Image Source: Edited image from Centreforhearing.org

Receiver/stimulator: As for the receiver/stimulator, it is completely hidden beneath the skin – and contrary to the concerns of some patients, there are zero wires or connectors that emerge from the skin.  When placing the receiver/stimulator, a surgeon creates a shallow indentation in the bone of the skull, so the receiver/stimulator lies flush and even with the skull. The surgery is performed behind the ear. After the surgery, you cannot detect that someone has the implant unless they are wearing the external microphone/processor and transmitter. 

Image Source: Edited image from AAOCI

Electrode array: Extending out of the implanted receiver/stimulator is a thin, flexible “electrode array.” A surgeon implants the electrode array into the snail-shaped cochlea. The surgeon enters this area from an incision point just behind the ear. When activated, the electrode array stimulates different parts of the cochlea with the electrical signals it receives from the receiver/stimulator. 

These days, virtually all cochlear implants use a “multi-channel” electrode array. Multi-channel means that there are different contact points that send electrical stimulation to specific parts of the cochlea. Each contact point is responsible for a range of sound frequencies. In this image, you can see 16 contact points along the electrode array. Each contact point is responsible for delivering electrical stimulation for a specific sound frequency range.

Image Source: Edited Image from Advanced Bionics 

Bringing It All Together

As you can see, the miracle of the cochlear implant – and its ability to restore hearing – has come a long way from Count Volta’s experiment of putting metal rods into his ears and flipping on the electricity. By using the above components, the cochlear implant does the job of the ear – skipping steps 1 through 7 above – to deliver electrical sound information directly to the cochlea. To achieve this, the various parts of the cochlear implant do the following: 

  1. The microphone picks up sounds from the environment. 

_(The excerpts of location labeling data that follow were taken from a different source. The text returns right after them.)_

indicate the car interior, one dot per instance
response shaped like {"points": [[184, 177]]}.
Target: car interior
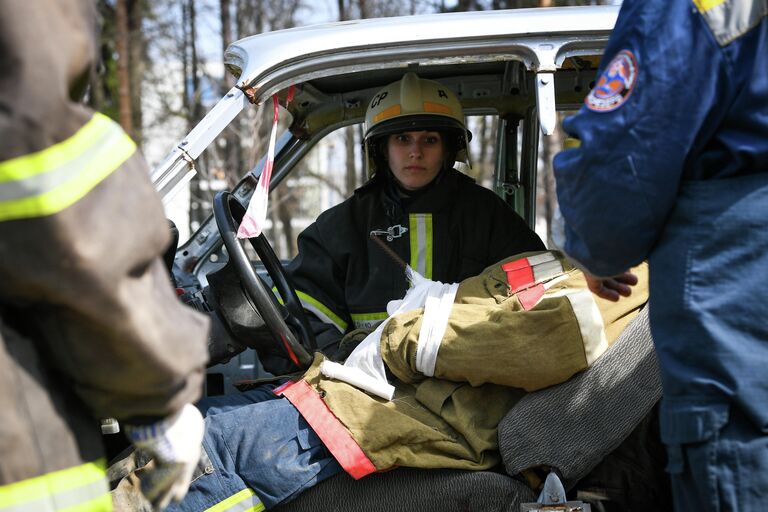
{"points": [[569, 429]]}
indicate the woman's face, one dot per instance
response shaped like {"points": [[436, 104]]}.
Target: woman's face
{"points": [[415, 158]]}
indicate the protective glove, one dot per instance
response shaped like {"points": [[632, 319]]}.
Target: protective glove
{"points": [[175, 444]]}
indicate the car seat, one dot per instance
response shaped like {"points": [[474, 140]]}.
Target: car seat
{"points": [[569, 428]]}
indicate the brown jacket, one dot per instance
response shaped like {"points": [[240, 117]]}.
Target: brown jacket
{"points": [[498, 345]]}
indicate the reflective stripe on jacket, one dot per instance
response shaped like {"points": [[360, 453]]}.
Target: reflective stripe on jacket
{"points": [[78, 489]]}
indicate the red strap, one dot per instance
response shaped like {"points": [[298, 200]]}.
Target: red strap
{"points": [[329, 429], [520, 278], [515, 265], [530, 297]]}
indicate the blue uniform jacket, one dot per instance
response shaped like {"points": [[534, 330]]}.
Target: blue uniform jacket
{"points": [[675, 105]]}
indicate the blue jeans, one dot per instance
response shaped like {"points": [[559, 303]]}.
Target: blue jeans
{"points": [[724, 470], [260, 450]]}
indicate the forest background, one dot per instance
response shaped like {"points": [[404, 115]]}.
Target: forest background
{"points": [[162, 70]]}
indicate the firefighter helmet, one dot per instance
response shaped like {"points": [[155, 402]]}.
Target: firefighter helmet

  2. The speech processor converts the sound into digital information. 

  3. The speech processor organizes the sound information into different frequency channels.

  4. The speech processor sends the sound information for each channel to the transmitter.

  5. The transmitter sends a corresponding electrical impulse for each sound channel to the receiver/stimulator.

  6. The electrical impulses pass through the skin to the implanted stimulator.

  7. The impulses for each separate channel travel through the electrode array to the cochlea.

  8. The contact points along the electrode array stimulate different areas of the cochlea.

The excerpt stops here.